You can look out my kitchen window across the wide bottoms to the Ohio River, and across the river is the site of the steel mill in New Boston that closed for ever in 1980.
Just upstream a bit, next to Graf Brothers lumber mill, is the site of the Hooker Chemical Plant, which closed forever in 1971. The railroad spur’s still there and there are concrete and steel piers on the river for loading barges.
Somewhere in that area is evidently where the $1.3 billion aluminum mill announced Wednesday will go. Brady Industries and Gov. Matt Bevin’s office didn’t pinpoint the exact site, except to say it was outside the city limits of South Shore.
Wherever it goes it is tremendous good news for the entire Tri-State region. And tremendous good news calls for a celebration.
And what better way to celebrate than to go fishing?
I hooked Dad’s Old Boat, the Sears 50-year-old 16-foot aluminum V-nose with the not-very-old 15-horse Merc, to the 13-year-old Ford Ranger (I like old things) and headed out for the 28-mile drive to Greenbo Lake. Let the newer Bass Tracker set for another trip.
The forecast was for an afternoon thunderstorm and by the time I arrived at the lake and launched the boat the wind was gusting at what felt like a good 25- to 30-mph.
My father died 22 years ago at age 87, but it seemed I could see him in the front seat, where he sat on so many wonderful trips while I operated the outboard and electric trolling motor in an effort to put him on the fish.
He was shaking his head from side to side disapprovingly. As much as he loved fishing, he feared rough water.
I don’t think he could swim. I never got the chance to put him to the test, except for that one time on Kinniconick Creek. That was the day we sunk a smaller 12-foot car top boat, but he was close enough to shore to frantically grab some tree roots and pull himself to safety without his feet having to search for the bottom.
WIND NOT A FRIEND
The wind nearly yanked the rope out of my hands as I tied the boat to the dock and went to drive the trailer up to the parking lot.
I found it impossible to fish the shoreline with the trolling motor. After getting blown around a point or two, and finding no haven where the wind wasn’t gusting, I tried trolling with the outboard, which hadn’t been started in more than a year until I cranked it to life in a barrel of water at the side of the house.

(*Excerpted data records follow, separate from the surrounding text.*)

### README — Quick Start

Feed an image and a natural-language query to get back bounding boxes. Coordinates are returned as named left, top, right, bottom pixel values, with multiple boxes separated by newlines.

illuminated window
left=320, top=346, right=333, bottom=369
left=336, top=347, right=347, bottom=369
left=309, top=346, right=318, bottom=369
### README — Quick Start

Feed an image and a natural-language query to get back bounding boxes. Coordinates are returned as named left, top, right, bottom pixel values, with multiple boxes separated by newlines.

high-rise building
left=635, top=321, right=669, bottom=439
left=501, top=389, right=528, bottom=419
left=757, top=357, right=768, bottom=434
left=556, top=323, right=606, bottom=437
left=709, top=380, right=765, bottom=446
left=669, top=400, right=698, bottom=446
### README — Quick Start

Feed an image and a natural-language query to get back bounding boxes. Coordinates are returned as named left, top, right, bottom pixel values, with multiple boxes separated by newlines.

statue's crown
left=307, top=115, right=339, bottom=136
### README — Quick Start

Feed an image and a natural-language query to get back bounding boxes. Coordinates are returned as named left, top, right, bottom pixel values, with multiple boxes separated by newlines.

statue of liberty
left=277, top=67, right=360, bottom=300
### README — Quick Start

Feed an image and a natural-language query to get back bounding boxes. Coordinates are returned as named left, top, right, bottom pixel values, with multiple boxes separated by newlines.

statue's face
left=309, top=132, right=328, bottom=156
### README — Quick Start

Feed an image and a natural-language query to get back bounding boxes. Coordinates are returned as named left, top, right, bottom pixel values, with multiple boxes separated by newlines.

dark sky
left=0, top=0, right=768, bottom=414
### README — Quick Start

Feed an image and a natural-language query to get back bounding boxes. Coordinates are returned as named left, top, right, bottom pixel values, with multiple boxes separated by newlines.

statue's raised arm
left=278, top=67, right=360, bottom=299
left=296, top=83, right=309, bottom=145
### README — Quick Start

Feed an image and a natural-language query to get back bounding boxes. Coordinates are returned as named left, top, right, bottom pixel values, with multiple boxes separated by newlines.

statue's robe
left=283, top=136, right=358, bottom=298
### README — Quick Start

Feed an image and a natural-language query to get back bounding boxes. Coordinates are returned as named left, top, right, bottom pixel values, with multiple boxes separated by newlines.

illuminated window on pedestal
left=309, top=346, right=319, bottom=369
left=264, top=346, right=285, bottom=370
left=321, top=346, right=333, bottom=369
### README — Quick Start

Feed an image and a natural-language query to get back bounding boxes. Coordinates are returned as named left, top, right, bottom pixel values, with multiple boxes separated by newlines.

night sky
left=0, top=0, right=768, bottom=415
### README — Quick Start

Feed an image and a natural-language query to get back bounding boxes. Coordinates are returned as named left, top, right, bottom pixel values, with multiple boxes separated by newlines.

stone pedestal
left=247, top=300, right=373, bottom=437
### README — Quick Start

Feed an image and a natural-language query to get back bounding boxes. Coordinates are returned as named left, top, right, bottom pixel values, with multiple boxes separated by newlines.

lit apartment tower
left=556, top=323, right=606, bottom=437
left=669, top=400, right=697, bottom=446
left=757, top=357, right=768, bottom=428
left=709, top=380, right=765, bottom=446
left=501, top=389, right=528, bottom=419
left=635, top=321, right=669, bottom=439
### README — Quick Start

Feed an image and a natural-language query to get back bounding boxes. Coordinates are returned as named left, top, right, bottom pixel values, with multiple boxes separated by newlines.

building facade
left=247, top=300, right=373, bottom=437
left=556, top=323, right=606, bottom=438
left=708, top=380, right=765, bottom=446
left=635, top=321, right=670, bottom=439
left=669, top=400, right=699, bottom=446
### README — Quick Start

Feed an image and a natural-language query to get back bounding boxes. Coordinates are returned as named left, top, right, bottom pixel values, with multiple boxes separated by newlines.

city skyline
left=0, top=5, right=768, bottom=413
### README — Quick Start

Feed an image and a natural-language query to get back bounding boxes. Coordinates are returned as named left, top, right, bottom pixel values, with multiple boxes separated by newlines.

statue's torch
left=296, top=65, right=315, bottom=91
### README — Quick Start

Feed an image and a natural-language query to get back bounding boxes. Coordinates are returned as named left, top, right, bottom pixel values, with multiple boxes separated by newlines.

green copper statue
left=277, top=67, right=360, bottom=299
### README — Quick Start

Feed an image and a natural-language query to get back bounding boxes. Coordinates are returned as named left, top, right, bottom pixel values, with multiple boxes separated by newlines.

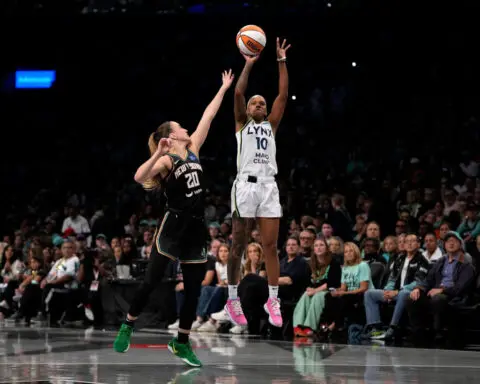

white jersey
left=235, top=118, right=278, bottom=177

The wind slammed the V-nose from one side to the other, making it difficult to keep the boat on track until I could make it back to the dock.
The new jobs announcement still called for a celebration. I know. I’ll take the family to the Red Lobster, where the fish and shrimp and big crawdads are served on a perfect platter.
GOOD OLD DAYS
Ohio and Kentucky hunters who have lived out three score and ten years of life can recall those happy hunts of the 1940s and 50s, when rabbits bounded out of every woodpile and a dozen or more quail would flush from thick cover in the corner of fence rows.
My father was a railroad man with the C&O for 50 years, never a farmer, but my fourth-grade year we rented a big farmhouse just outside Ashville, Ohio. This is a little town just east of South Bloomfield. In those days its chief industry was a factory that canned peas, green beans, corn and other vegetables brought in by farmers from the surrounding fields.
There are some happy boyhood memories of the times my father would take my older brother and me on hunts for rabbit and quail.
My uncles would drive up from Kentucky just to get in a weekend of bird and rabbit hunting.
It was my Uncle Arlie who taught me how to imitate the call of the female quail. I became so proficient at it that, in the evenings, when the season was in, I called the bob whites within range and my brother would drop enough of them with his .22 rifle to provide supper.
Pheasants, too, were plentiful in the Ohio farmlands, although we had better success with these slow rising majestic birds when we traveled west to the fields around Washington Court House.
The wild game is not so plentiful these days, and neither are the hunters.
But the memories of the good old days will always be with us.